On 2012-04-21 19:56, Nick C wrote:
>
> Thats the problem I don’t know how to give a user permission to run
> vm-install.
su -
in a terminal.
> As a workaround I have started vm-install from a terminal after first
> doing su but I would like to be able to give a user permissions to do it
> directly.
This is not windows.
–
Cheers / Saludos,
Carlos E. R.
(from 11.4 x86_64 “Celadon” at Telcontar)
On 04/21/2012 01:58 PM, Carlos E. R. wrote:
> On 2012-04-21 19:56, Nick C wrote:
>>
>> Thats the problem I don’t know how to give a user permission to run
>> vm-install.
>
>
> su -
>
>
> in a terminal.
>
>> As a workaround I have started vm-install from a terminal after first
>> doing su but I would like to be able to give a user permissions to do it
>> directly.
>
> This is not windows.
If you want a particular user, or all users, to be able to ‘sudo vm-install’
without the root password, you need to add that command to the sudoers list for
those users. It is one of the YaST options. Note - you will need to specify the
full path for the command.
On 2012-04-21 21:03, Larry Finger wrote:
> If you want a particular user, or all users, to be able to ‘sudo
> vm-install’ without the root password, you need to add that command to the
> sudoers list for those users. It is one of the YaST options. Note - you
> will need to specify the full path for the command.
Right.
But in any case, we don’t have the possibility or concept of “give
permissions to the user”, that does not exist. We can, er… promote a user
to be another user by using su or sudo.
On the other hand, a file can have permissions to be run by a user, a
group, or all - but if that code needs access to hardware or something that
needs running as root, it will not work, unless we also activate the suid bit.
–
Cheers / Saludos,
Carlos E. R.
(from 11.4 x86_64 “Celadon” at Telcontar)
What I was thinking of was like in some other distributions a user can be given full access to virt-manager by creating certain groups and adding the user to those but I guess that is not possible in openSUSE.
On 2012-04-21 23:56, Nick C wrote:
>
> What I was thinking of was like in some other distributions a user can
> be given full access to virt-manager by creating certain groups and
> adding the user to those but I guess that is not possible in openSUSE.

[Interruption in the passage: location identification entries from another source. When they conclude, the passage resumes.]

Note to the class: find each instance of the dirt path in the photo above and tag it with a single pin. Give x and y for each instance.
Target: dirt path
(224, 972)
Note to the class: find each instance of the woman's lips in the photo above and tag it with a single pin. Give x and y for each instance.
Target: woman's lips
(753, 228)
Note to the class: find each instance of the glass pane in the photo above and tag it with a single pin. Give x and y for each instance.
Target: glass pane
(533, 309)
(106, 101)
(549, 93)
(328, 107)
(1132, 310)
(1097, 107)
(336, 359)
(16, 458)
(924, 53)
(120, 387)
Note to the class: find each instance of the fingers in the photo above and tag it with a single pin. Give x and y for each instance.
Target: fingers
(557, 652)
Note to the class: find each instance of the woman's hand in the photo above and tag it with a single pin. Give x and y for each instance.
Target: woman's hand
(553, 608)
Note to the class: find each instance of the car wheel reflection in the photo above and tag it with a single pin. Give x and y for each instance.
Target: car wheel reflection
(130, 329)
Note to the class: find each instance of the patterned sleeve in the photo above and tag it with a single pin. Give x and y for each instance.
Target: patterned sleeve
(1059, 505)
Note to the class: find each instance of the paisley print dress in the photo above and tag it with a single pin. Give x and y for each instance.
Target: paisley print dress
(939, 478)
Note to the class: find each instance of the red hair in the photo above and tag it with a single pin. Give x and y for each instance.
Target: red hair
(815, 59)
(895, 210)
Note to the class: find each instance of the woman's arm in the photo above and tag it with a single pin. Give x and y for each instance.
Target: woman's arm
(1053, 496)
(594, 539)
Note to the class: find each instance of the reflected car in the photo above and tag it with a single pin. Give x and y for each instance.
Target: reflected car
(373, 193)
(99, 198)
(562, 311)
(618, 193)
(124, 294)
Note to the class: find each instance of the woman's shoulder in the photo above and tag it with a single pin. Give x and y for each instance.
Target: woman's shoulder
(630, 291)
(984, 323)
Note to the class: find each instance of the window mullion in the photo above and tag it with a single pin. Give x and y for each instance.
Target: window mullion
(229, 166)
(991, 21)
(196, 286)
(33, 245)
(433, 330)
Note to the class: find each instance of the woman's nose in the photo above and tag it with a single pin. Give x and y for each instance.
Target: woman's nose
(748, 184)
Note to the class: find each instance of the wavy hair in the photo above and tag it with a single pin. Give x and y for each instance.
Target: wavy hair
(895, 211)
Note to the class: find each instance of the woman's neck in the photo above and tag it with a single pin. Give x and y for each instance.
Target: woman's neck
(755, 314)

If it is possible there, it is possible here, if you do the same modifications.
–
Cheers / Saludos,
Carlos E. R.
(from 11.4 x86_64 “Celadon” at Telcontar)
Problem is each distro seems to be different; on some you add the user to the libvirt group, on some the KVM group. on others the QEMU group. openSUSE has neither libvirt, kvm nor QEMU groups.
Nick
On 2012-04-22 16:56, Nick C wrote:
>
> Problem is each distro seems to be different; on some you add the user
> to the libvirt group, on some the KVM group. on others the QEMU group.
> openSUSE has neither a libvirt, kvm nor QEMU groups.
And what are the permissions of the binary?
–
Cheers / Saludos,
Carlos E. R.
(from 11.4 x86_64 “Celadon” at Telcontar)
Thats it, once I had found where vm-install file was a chmod 775 solved it.